Friday, February 8, 2013

Republican Climate of Economic Oppression, Part One. Going Back to Slavery?

Despite Joe Biden’s outlandish statements last summer, it is almost impossible to return to the old days of black slavery. To do this, white masters would have to truly believe their black slaves are subhuman. Even most white conservatives know that black people are fully human, and many have black friends. So if slavery comes back, it will not be racially based.

But slavery could come back. Here’s how.

Right now, banks have almost unlimited freedom to treat debtors as they like. Recent Democratic legislation has limited this ability, but a future Republican administration might very well sweep these limitations and regulations away.  If you owe money to one or more banks, and if regulations were swept away, they could raise your interest rates or lower your credit limit singlehandedly for any reason or no reason. Bank of America lowered my credit limit even though I always paid more than the minimum, without exception. Okay, I got a payment in two days late back in 2003. But otherwise, my record is perfect. They lowered my credit limit (which I wasn’t going to actually use anyway) for no reason connected with me. But this did cause my credit score to go down—for no reason connected with me. Without regulation, banks can also invent new fees. For example, some banks suggested a minimum-balance fee for those of us who have paid down our debts; if you have less than $1500 balance, you may have to pay a fee. Only federal regulation now prevents this.

Banks could therefore, in the absence of regulation, manipulate people into a permanent state of debt. How can you ever pay them back? Before about 200 years ago, one way to do this was for the debtor to be sold into indentured servitude. That is, they would work for the creditor until the debt was paid off. However, the creditors manipulated the fees such that the debt could never actually be repaid. The indentured servant thus became a lifelong slave. The first black slaves were actually indentured servants, and by a process similar to what I have described, they turned into slaves. It could happen again, unless federal regulation prevents it. This time, the slaves would be a multiracial group of poor people, virtually (not legally) owned by a multiracial group of rich people. Black people would be disproportionately but not exclusively in the slave category.

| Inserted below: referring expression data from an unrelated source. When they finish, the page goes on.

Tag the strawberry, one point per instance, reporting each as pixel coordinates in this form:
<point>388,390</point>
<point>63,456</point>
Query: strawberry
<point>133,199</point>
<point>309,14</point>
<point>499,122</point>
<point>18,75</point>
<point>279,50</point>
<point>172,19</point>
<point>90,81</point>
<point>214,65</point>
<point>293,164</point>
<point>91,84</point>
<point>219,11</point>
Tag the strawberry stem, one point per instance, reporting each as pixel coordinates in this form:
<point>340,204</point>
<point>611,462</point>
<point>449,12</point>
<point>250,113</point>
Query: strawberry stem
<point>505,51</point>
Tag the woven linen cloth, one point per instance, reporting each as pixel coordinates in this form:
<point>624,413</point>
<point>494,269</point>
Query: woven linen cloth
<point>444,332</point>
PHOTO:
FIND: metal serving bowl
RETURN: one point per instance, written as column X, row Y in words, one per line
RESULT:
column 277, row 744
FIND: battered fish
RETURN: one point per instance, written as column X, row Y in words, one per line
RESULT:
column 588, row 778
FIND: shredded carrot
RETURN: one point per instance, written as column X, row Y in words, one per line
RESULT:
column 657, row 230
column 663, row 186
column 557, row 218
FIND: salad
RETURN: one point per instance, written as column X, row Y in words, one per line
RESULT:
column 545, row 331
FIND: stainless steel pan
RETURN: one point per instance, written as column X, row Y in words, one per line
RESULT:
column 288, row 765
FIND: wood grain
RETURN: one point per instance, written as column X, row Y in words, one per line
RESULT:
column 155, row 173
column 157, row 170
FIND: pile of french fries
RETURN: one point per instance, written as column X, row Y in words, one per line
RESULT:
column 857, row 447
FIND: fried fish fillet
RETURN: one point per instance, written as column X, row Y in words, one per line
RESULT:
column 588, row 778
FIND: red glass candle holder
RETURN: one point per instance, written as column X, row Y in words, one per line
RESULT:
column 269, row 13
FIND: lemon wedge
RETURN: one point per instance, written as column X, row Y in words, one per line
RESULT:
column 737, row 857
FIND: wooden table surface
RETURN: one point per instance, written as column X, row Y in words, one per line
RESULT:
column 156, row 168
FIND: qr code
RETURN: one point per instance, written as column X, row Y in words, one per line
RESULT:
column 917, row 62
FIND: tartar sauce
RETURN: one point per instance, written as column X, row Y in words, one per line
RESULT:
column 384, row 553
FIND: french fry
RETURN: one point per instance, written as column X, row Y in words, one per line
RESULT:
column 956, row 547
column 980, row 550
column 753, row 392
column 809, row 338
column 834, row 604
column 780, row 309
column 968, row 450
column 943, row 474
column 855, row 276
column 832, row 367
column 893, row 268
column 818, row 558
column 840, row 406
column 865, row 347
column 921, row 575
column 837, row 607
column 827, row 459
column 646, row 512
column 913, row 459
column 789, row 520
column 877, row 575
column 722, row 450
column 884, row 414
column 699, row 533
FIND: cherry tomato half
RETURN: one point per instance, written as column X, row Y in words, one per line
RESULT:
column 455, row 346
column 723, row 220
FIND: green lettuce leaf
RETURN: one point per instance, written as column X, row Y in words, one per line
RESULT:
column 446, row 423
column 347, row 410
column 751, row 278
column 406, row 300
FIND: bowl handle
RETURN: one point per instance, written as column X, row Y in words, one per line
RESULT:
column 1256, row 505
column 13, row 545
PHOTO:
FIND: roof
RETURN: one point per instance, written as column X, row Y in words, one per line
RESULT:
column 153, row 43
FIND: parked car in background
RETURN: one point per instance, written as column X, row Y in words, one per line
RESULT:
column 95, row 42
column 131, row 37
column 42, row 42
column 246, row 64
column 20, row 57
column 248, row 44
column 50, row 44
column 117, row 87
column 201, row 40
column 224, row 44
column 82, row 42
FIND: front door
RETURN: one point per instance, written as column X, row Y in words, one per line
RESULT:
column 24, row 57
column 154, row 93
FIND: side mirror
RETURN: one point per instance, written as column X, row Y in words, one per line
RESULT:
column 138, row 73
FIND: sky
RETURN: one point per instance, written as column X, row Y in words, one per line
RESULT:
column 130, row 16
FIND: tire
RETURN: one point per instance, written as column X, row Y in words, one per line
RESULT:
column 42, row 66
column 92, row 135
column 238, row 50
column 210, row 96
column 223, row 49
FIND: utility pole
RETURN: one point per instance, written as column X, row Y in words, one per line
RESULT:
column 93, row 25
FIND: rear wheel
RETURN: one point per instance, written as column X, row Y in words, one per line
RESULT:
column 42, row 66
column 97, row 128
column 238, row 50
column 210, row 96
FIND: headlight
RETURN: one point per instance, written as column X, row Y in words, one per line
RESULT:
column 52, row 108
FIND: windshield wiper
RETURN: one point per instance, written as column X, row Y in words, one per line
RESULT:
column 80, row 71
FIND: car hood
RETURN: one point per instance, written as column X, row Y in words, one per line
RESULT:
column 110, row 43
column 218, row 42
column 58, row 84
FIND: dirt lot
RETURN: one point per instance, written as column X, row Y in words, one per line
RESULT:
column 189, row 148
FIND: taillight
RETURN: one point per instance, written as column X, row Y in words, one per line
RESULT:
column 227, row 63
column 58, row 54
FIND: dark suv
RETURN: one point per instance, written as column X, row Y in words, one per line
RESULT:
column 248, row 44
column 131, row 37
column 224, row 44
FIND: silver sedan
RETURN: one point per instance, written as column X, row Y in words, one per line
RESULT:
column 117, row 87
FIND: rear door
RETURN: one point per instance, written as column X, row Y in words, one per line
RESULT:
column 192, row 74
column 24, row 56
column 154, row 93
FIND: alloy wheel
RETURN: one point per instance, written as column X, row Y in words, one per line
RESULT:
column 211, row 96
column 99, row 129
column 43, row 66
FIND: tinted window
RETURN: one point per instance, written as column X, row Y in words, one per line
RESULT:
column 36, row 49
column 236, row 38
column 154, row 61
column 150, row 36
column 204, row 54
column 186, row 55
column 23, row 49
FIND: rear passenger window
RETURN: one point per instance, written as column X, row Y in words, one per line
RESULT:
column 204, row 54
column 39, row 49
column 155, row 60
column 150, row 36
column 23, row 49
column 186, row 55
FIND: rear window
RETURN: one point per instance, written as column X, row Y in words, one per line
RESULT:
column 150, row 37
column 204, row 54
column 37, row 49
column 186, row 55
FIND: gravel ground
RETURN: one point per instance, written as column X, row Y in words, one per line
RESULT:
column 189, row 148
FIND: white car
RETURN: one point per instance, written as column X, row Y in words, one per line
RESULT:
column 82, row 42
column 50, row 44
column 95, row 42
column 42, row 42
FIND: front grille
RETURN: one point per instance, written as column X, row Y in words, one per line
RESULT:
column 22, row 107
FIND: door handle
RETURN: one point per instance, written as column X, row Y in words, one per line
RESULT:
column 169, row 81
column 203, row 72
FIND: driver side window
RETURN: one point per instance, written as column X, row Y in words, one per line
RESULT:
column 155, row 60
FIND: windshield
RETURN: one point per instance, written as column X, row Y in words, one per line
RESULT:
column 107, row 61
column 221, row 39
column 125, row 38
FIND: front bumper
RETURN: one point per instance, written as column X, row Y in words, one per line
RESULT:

There are even more recent historical precedents. You remember the song Sixteen Tons? It is about coal miners who work all day but can never repay their debts to the coal mining company. “You load sixteen tons, whaddaya get? Another day older and deeper in debt. St. Peter don’t ya call me ‘cause I can’t go, I owe my soul to the company store.” Just substitute bank for mining company and you have a situation that could virtually (not legally) enslave millions of Americans.

And don’t think debtors would be offended by this. Many debtors really, really want a job; and if the creditor required them to work off their debts, this would be the equivalent of being given a job. Many of them would jump at the chance. When the alternative is economic ruin, indentured servitude might look pretty good. Right now, Mexicans risk death to cross the border into the USA mainly for economic reasons. Compared to the travail of the undocumented Mexicans, indentured servitude—even if it turns into a lifelong commitment—looks pretty easy. Requiring indentured servitude might also be a way of reducing or even eliminating welfare, something that conservative Republicans will stop at nothing to do.

Lincoln said that a nation cannot survive half slave and half free. He was wrong, I suspect. I suspect the USA may survive as a nation 90 percent indentured and 10 percent free.